In a news release, Mayor Lori Lightfoot and Police Superintendent David Brown outlined changes designed to prevent a repeat of the scene in February 2019 at the home of Anjanette Young, starting with a ban on all “no-knock” warrants except “in specific cases where lives or safety are in danger.”
Also, search warrants that now require the approval of a lieutenant will have to be approved by someone ranked deputy chief or higher, and a female officer must be on the scene whenever search warrants are served.
Under the proposed policy, officers will be required before a search warrant is executed to, according to the news release, “conduct a planning session … to identify any potentially vulnerable people” who may be inside. Also, the policy will require an independent investigation to make sure the information used to obtain the warrant is accurate.
At a press briefing, Brown and Lightfoot said the new policy will be posted as a draft on the police department’s website for 15 days so that the public can comment on it. Lightfoot said she hopes that the final policy will be implemented by the end of the month.
Lightfoot has come under intense criticism for the way she and the city responded to the botched raid at Young’s home. The social worker during the several minutes she was not allowed to dress tearfully told officers who continued to search the home that they were at the wrong address.
Chicago’s law department, as it had in the video of the 2014 shooting death of Black teenager Laquan McDonald, tried in court to keep the video from being made public. Then, when WBBM-TV aired the video from Young’s home late last year, Lightfoot said she was only then learning about the video. She acknowledged later that she received a detailed email about the video a year earlier.

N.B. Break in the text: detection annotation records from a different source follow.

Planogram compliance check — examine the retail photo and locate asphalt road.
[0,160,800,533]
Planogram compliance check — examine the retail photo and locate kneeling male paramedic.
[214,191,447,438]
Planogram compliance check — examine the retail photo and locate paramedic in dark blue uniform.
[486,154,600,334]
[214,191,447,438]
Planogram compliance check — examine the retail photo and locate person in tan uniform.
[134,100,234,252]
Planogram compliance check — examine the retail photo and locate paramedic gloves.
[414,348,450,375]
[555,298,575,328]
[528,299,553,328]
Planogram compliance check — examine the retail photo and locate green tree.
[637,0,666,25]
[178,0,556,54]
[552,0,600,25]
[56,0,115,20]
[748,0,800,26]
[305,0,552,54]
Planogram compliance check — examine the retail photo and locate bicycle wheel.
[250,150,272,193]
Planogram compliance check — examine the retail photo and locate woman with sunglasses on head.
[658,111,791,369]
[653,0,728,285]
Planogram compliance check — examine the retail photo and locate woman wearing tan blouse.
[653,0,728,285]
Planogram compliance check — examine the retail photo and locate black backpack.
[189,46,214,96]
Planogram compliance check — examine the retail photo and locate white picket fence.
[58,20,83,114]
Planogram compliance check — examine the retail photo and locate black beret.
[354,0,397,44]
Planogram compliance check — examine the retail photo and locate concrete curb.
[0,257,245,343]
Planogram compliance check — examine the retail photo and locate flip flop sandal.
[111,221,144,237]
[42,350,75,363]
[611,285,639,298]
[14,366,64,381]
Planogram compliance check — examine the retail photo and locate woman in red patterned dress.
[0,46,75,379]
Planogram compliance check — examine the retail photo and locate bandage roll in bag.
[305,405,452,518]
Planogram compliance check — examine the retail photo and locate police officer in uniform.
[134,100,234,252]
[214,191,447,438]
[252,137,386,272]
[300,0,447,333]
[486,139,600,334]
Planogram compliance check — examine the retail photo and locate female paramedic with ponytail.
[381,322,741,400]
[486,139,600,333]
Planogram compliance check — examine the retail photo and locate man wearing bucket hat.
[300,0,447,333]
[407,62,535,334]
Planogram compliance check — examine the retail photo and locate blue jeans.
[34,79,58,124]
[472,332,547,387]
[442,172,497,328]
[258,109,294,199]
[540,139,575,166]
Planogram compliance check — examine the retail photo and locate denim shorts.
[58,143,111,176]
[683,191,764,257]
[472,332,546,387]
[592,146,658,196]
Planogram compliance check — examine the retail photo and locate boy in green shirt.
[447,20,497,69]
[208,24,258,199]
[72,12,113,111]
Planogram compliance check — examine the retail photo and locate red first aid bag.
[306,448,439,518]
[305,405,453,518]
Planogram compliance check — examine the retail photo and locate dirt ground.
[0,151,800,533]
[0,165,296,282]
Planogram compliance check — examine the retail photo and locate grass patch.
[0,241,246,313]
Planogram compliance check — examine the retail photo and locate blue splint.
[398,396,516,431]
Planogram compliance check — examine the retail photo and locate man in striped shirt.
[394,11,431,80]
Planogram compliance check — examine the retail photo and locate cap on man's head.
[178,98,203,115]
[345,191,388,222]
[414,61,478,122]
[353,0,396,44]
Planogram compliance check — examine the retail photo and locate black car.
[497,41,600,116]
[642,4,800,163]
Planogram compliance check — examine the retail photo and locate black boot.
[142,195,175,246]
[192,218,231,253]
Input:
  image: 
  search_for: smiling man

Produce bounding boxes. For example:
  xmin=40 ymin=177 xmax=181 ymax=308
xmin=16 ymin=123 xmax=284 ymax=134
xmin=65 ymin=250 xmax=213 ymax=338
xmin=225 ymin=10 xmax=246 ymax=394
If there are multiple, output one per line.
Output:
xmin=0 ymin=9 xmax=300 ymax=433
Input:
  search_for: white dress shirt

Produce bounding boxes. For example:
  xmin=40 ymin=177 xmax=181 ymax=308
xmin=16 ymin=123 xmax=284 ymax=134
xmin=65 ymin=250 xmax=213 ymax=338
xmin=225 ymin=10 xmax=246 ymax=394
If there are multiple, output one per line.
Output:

On Wednesday, Lightfoot reiterated what she said at that time. “The fact of the matter is that trust was, no question, shaken,” she said.
The police department has long struggled to change its reputation for brutality and misconduct. On Wednesday, Brown suggested that the problems won’t be solved simply by changing rules.
“If Ms. Young was the biggest drug kingpin we still should have treated her with dignity and respect,” he said.
Last month, Young sued the city and 12 police officers, alleging that the officers engaged in a conspiracy to cover up civil rights violations. The 12 officers connected to the raid have been placed on desk duty pending the outcome of a Civilian Office of Police Accountability investigation and the city’s top attorney resigned shortly after the video became public.
After the press briefing, an attorney representing Young, Keenan J. Saulter, said in a statement that Lightfoot’s proposal “falls woefully short of the types of reforms that the citizens of Chicago require to feel secure in their homes from these violent and wrongful raids.”
Saulter said Lightfoot’s proposal does not include provisions included in an ordinance introduced last month by aldermen, including a provision that would prohibit officers from pointing guns at children.